LSAT: Questions

Start out by SEALing the game. The Situation is doctoral candidates defending their theses. The Entities are A, B, C, D, E, F, G, H, and I. The Action is distribution, as we have nine candidates defending on three days, and our task is to figure out who is defending when. Limitations? 3 candidates per day.

Our sketch is pretty simple: 3 days, 3 per slots per day.

M: _ _ _ T: _ _ _ W: _ _ _

Go on to the rules.

The first rule states that B defends his thesis on Tuesday. That is concrete, and can be built directly into the sketch, giving us:

M: _ _ _ T: B _ _ W: _ _ _

The second and third rules are similar in that they dictate two pairs that must always defend their theses on the same day. This is essential. It means that wherever you place A, you must place E as well, and that wherever you C goes, F must follow. You can abbreviate these rules as ALWAYS AE, and ALWAYS CF.
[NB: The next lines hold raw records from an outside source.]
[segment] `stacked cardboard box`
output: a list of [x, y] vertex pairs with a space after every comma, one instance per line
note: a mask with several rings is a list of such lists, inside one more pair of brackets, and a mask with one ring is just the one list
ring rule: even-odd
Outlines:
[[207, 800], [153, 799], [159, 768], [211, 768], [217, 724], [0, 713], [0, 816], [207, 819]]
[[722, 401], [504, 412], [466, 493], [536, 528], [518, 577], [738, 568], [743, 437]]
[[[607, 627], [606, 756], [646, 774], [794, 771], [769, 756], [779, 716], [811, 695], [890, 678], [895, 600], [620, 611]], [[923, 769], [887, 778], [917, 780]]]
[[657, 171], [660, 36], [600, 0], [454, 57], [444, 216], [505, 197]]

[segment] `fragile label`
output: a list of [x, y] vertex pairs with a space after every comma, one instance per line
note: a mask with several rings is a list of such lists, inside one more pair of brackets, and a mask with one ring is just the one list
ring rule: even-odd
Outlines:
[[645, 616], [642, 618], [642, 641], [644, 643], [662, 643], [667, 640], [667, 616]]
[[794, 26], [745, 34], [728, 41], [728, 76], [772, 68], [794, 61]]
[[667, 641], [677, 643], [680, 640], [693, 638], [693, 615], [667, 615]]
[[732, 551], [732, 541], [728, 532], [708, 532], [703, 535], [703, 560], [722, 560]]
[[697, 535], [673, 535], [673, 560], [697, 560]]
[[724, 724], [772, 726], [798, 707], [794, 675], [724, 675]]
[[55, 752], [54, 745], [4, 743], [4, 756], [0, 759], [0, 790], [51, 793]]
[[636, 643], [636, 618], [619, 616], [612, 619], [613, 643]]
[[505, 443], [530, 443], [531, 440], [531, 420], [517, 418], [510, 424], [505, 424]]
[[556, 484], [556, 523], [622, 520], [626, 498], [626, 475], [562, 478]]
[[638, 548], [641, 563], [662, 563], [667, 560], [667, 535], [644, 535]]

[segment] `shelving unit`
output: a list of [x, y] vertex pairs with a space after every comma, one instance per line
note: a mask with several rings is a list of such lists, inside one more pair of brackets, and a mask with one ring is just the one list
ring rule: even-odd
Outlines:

The same principle applies to rules 4, 5, and 6. They tell us about entities that can NEVER be placed together. As such, whenever, you deal with G, always remember that H cannot be placed on the same day, and vice versa. The same goes for B and I and for C and I. You can put these rules in shorthand as NEVER GH, NEVER BI, and NEVER CI, respectively.

It does not seem like we have a whole lot of concrete information to work with - only one concrete rule that could be built into the sketch and no if-then rules to contrapose. But there are still a couple of really important things that we can deduce.

We know that A and E must be together, and that C and F must be together. So can A and C ever be together? No. A and C both carry along baggage (E and F, respectively), and there are only three slots per day, so A and C can never defend their theses on the same day. By the same token, A and F, E and C, and E and F are also all unacceptable.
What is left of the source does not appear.